Au cours d'une réunion récente avec le gouvernement, les acteurs du secteur aérien ont insisté sur la nécessité d'annuler ce triplement. "Cette mesure a déjà entraîné la suppression d'environ un million de sièges dans les aéroports français", a déclaré Juin, soulignant que tout le secteur se retrouve fragilisé.
L'UAF pointe du doigt la situation délicate des compagnies aériennes qui, face à cette hausse de taxe, se voient contraintes d'opérer des choix difficiles qui pourraient affecter la vitalité des aéroports. "Nous craignons une deuxième vague de suppressions de lignes, comme en 2025", a-t-il poursuivi. Cette menace revient sur les conséquences économiques déjà pesantes et sur la compétition inégale avec d'autres pays européens où la reprise est plus marquée.
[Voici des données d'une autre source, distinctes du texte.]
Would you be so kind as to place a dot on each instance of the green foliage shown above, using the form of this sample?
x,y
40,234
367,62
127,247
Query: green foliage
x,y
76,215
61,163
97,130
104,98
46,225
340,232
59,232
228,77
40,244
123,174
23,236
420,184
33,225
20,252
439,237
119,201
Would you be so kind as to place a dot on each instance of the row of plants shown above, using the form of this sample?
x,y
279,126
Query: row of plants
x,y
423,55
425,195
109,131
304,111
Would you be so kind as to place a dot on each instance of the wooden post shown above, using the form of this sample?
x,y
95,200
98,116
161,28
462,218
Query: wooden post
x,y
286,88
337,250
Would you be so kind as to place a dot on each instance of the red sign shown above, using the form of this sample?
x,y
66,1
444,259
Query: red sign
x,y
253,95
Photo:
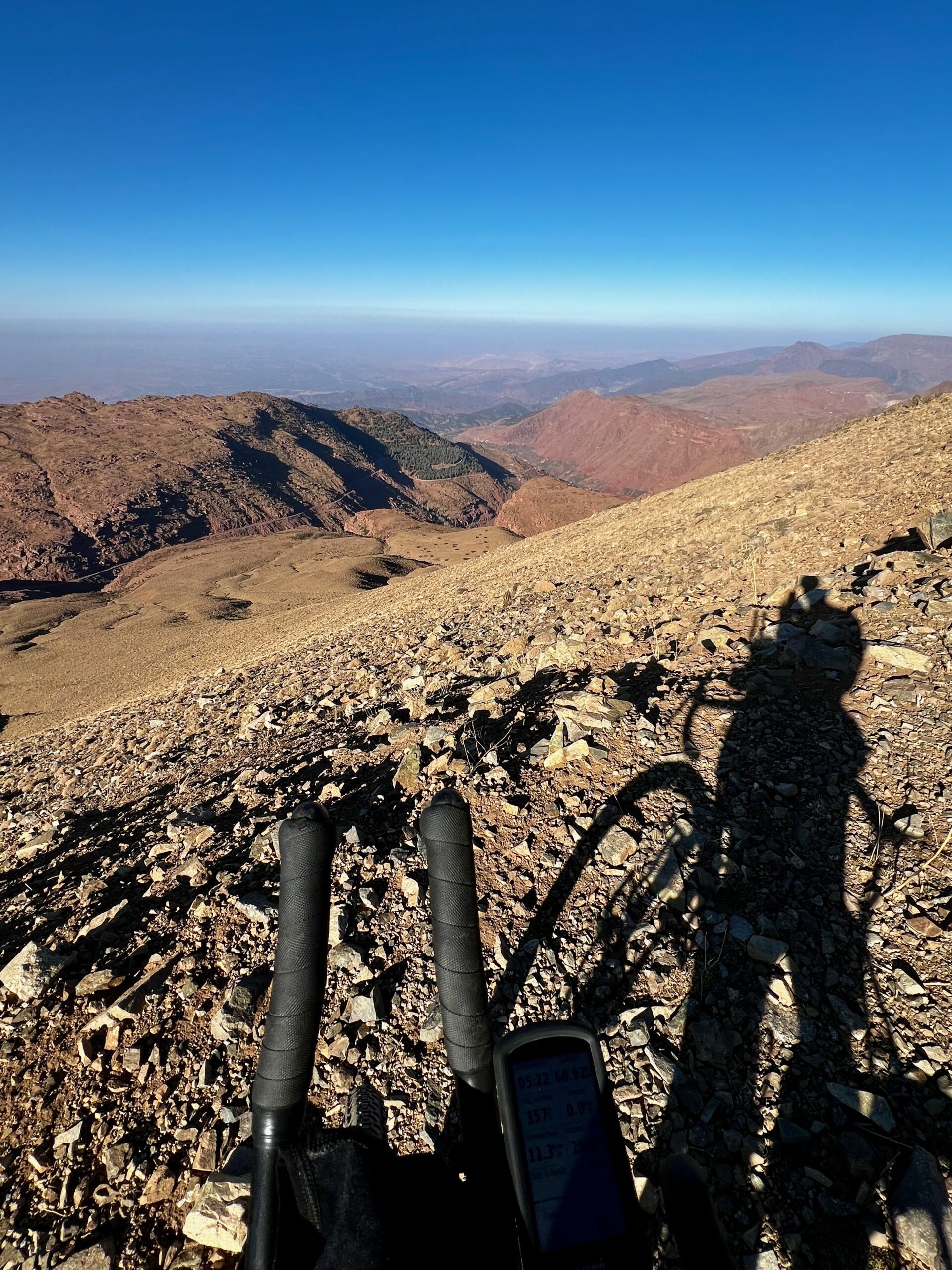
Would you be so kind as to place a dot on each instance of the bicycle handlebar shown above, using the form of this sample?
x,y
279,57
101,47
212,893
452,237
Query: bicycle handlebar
x,y
461,981
286,1061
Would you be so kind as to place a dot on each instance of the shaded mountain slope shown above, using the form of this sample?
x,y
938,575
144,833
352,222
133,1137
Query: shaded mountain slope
x,y
777,411
734,639
85,486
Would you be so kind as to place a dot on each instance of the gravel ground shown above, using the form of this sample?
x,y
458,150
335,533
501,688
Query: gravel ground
x,y
706,743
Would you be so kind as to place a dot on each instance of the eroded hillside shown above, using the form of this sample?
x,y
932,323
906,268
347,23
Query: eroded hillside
x,y
87,486
705,738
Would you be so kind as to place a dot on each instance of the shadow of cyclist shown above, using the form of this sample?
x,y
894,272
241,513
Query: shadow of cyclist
x,y
778,1001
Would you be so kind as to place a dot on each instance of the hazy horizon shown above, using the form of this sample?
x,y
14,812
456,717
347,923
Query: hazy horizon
x,y
114,361
649,166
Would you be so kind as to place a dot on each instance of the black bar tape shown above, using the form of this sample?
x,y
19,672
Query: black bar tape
x,y
286,1061
461,981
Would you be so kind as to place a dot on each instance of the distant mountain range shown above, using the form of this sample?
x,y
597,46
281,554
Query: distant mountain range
x,y
87,486
476,395
909,364
624,445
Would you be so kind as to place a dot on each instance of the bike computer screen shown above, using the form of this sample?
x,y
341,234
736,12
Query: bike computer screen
x,y
565,1152
572,1179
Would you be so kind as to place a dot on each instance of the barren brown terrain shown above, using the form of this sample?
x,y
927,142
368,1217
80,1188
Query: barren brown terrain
x,y
620,445
543,504
705,737
87,486
197,607
777,411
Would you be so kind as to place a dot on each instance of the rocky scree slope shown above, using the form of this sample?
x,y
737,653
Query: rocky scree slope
x,y
706,742
85,486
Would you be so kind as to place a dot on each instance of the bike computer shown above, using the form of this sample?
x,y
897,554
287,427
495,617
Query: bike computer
x,y
565,1151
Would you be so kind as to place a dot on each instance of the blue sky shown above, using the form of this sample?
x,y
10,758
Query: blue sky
x,y
716,164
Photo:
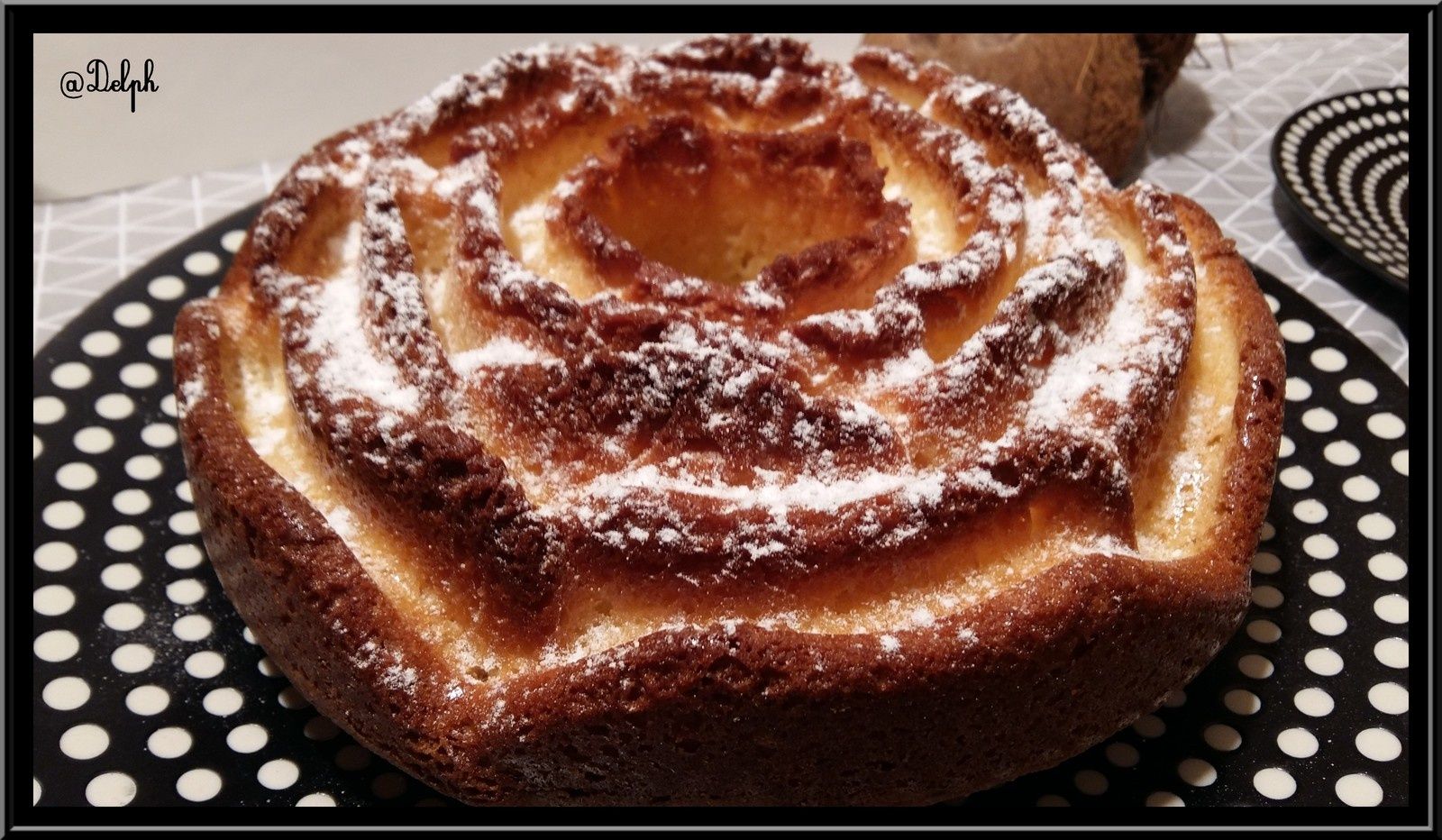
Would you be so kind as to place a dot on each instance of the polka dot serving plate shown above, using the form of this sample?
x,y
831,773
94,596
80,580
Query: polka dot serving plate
x,y
149,690
1343,162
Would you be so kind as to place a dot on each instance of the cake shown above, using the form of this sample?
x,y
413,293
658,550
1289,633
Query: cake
x,y
718,425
"Nous faisons face à une crise énergétique qui semble ancrée dans la durée", a averti Thomas Juin. À la différence des voisins européens comme l'Espagne et le Portugal, la France ne parvient pas à retrouver son niveau de trafic aérien d'avant la pandémie, provoquant ainsi une fragmentation du marché. Le ministre de l'Économie a cependant affirmé qu'il n'y avait pas de crainte immédiate de pénurie de kérosène, en dépit des tensions actuelles.
Il est temps d'engager une véritable politique fiscale pragmatique, conclut Thomas Juin, afin de redonner un souffle à ce secteur vital pour l'économie française.